In the last few years digital printing processes have brought innovation into the fashion industry on a technical and visual level. Yet there have also been companies trying to improve traditional techniques to create new and exciting patterns for textiles.
Vlisco has recently collaborated with Ozwald Boateng, an English fashion designer of Ghanaian descent co-founder of the Made in Africa Foundation, to create a series of fabrics with an architecturally intriguing three-dimensional depth made by combining the company's unique wax technique with the design of the drawings.
Vlisco's fabrics may be synonymous with African fashion, but the history of the company dates back to over 160 years ago when, in 1846, Dutch entrepreneur Pieter Fentener van Vlissingen established a textile company named P.F. van Vlissingen & Co in the city of Helmond.
The company sold batik - made on the Indonesian Island of Java - in Europe and, later, on the West African coast. Batik textiles were made applying hot melted wax to the cloth and then dipping it in dye. Clinging onto the fabric, the wax seeped through it, preventing the dye from penetrating the material. A complicated series of dyeing, drying and waxing stages allowed to create intricate designs in rich colours.
Women in West Africa soon adopted the fabrics and, from the '30s on Vlisco's textiles acquired a more marked African style with bolder colours.
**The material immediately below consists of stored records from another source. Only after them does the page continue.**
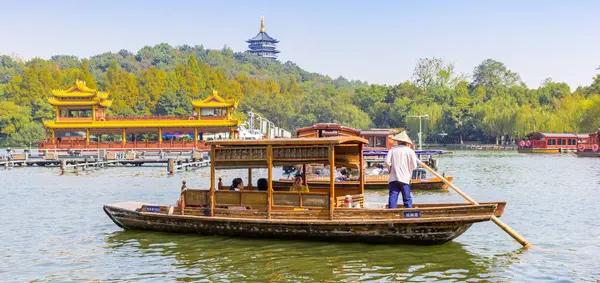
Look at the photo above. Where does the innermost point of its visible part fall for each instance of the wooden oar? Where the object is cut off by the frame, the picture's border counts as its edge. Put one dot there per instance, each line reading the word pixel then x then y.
pixel 495 219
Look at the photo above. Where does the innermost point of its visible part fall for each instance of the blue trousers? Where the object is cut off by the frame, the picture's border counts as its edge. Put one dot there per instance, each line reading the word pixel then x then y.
pixel 397 188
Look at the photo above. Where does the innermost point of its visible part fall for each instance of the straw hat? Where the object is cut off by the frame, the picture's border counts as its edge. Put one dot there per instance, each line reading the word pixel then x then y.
pixel 402 137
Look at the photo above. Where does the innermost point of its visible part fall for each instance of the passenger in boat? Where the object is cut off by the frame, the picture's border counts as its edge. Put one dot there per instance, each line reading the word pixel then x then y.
pixel 298 186
pixel 262 184
pixel 401 160
pixel 237 184
pixel 324 171
pixel 341 174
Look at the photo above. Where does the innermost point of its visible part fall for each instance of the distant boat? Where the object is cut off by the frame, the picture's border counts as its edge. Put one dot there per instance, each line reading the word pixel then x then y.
pixel 589 147
pixel 538 142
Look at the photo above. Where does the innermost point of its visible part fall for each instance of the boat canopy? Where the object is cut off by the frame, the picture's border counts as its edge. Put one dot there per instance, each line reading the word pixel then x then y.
pixel 235 154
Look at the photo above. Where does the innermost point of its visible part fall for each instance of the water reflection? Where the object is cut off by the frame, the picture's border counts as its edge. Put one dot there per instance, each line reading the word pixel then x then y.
pixel 223 258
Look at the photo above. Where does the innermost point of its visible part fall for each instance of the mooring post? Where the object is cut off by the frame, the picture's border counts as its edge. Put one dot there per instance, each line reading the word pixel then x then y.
pixel 171 166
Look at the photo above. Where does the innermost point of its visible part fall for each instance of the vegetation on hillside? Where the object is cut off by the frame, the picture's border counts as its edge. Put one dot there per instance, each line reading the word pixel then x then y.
pixel 491 105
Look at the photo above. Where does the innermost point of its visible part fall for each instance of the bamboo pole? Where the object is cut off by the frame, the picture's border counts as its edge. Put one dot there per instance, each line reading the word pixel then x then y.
pixel 331 180
pixel 212 180
pixel 361 170
pixel 249 179
pixel 495 219
pixel 270 180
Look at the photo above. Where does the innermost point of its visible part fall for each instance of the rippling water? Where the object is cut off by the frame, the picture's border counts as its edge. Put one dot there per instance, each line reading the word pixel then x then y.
pixel 53 229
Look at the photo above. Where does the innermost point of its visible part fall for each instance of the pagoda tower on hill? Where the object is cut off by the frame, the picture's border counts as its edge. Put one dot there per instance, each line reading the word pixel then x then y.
pixel 262 44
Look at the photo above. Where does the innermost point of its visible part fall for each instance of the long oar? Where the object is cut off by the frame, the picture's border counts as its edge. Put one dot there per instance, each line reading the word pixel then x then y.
pixel 495 219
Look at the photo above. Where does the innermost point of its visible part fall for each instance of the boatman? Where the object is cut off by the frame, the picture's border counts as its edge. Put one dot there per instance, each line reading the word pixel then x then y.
pixel 401 160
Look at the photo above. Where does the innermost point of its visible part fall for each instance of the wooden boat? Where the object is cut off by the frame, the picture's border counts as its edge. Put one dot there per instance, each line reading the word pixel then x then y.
pixel 419 182
pixel 372 182
pixel 538 142
pixel 317 215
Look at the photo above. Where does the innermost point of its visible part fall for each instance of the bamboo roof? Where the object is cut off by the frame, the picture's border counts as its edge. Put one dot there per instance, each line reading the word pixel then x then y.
pixel 292 141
As the years passed, the company developed, producing combinations of Indonesian batik, Dutch design and African heritage, and Vlisco also established offices in the Democratic Republic of the Congo, Ghana and Nigeria among the other countries.
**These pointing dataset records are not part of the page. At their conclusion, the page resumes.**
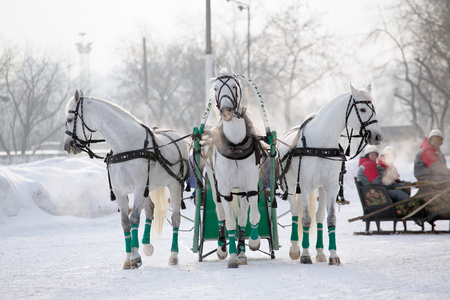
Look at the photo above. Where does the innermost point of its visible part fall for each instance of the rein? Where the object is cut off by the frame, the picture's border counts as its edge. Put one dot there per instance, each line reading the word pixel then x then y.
pixel 336 154
pixel 83 145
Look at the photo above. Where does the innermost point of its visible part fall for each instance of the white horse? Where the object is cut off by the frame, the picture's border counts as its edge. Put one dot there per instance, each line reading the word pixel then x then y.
pixel 142 160
pixel 235 165
pixel 319 165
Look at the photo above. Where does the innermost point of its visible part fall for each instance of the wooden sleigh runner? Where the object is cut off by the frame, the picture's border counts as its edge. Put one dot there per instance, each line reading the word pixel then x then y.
pixel 426 205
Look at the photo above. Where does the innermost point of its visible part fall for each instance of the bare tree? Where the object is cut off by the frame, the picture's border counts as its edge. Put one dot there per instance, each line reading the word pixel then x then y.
pixel 36 87
pixel 421 32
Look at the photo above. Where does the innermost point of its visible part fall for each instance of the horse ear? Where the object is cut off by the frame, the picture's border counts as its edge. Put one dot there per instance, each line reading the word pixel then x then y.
pixel 229 68
pixel 217 69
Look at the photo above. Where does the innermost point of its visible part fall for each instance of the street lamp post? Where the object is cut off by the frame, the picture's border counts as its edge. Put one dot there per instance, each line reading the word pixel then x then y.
pixel 241 7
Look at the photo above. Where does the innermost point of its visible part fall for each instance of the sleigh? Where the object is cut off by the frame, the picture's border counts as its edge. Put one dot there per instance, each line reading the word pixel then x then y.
pixel 424 207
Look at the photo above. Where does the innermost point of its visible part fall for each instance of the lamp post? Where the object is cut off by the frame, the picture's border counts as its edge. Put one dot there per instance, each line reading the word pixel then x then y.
pixel 241 7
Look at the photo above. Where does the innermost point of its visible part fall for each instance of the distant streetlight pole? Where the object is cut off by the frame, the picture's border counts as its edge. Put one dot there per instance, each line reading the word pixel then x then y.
pixel 241 7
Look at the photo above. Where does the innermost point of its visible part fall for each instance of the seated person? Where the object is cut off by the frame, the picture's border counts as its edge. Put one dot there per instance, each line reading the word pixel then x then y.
pixel 369 173
pixel 430 163
pixel 386 162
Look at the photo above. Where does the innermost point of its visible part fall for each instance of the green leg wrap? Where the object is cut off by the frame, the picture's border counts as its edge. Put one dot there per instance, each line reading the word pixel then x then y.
pixel 134 236
pixel 319 242
pixel 147 229
pixel 127 241
pixel 232 241
pixel 174 240
pixel 294 233
pixel 221 241
pixel 254 232
pixel 241 242
pixel 305 240
pixel 332 238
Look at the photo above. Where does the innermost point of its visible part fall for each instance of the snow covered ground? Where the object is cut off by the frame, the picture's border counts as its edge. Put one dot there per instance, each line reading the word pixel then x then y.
pixel 61 237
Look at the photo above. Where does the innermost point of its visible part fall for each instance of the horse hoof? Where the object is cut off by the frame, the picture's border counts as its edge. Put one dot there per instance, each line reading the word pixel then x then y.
pixel 222 252
pixel 321 258
pixel 334 261
pixel 242 258
pixel 254 244
pixel 306 260
pixel 294 252
pixel 127 265
pixel 136 263
pixel 173 260
pixel 148 249
pixel 233 261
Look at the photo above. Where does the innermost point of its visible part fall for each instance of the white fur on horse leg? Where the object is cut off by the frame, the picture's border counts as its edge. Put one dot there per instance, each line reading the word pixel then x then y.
pixel 135 259
pixel 242 258
pixel 173 260
pixel 148 249
pixel 320 257
pixel 294 251
pixel 305 258
pixel 127 263
pixel 222 252
pixel 254 244
pixel 233 261
pixel 334 258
In the last few years many prominent fashion designers, but also artists such as Yinka Shonibare, adopted Vlisco fabrics in their collections, but the company also launched special projects with fashion designers who came up with exclusive new patterns in eye-catching colours.
The textiles designed for Vlisco by Boateng - who has often employed the company's fabrics in his menswear jackets - are characterised by strong colours and a special depth that gives the illusion the pattern has a three-dimensional quality about it.
These patterns are usually built up layer by layer on the white cotton, from the application of the drawings using the wax technique in the first stage, to the step-by-step application of various colours.
These effects give the product a hand-made, diverse and layered appearance and the uncontrolled blending and shifting of colours is part of the final design.
One intriguing point for people interested in the narrative power of textiles is the Vlisco page recounting the stories behind specific patterns, which also explains the origins of the names of the fabrics.
A pattern covered in swallows refers for example to this bird as a symbol of good luck, but also hints at the process of asking for a favour.
In Ghana the print refers to the transience of riches and to the fact that you may be rich today and poor tomorrow since money has wings and can fly away; in Togo the pattern is called instead "Air Afrique" because the fabric was also used in the uniform of the local airline company.
There are plenty of stories on the Vlisco page and, the best thing is that - if the site visitors genuinely like them - they can always order the fabrics linked with those stories and reinterpret them in their own styles and fashion.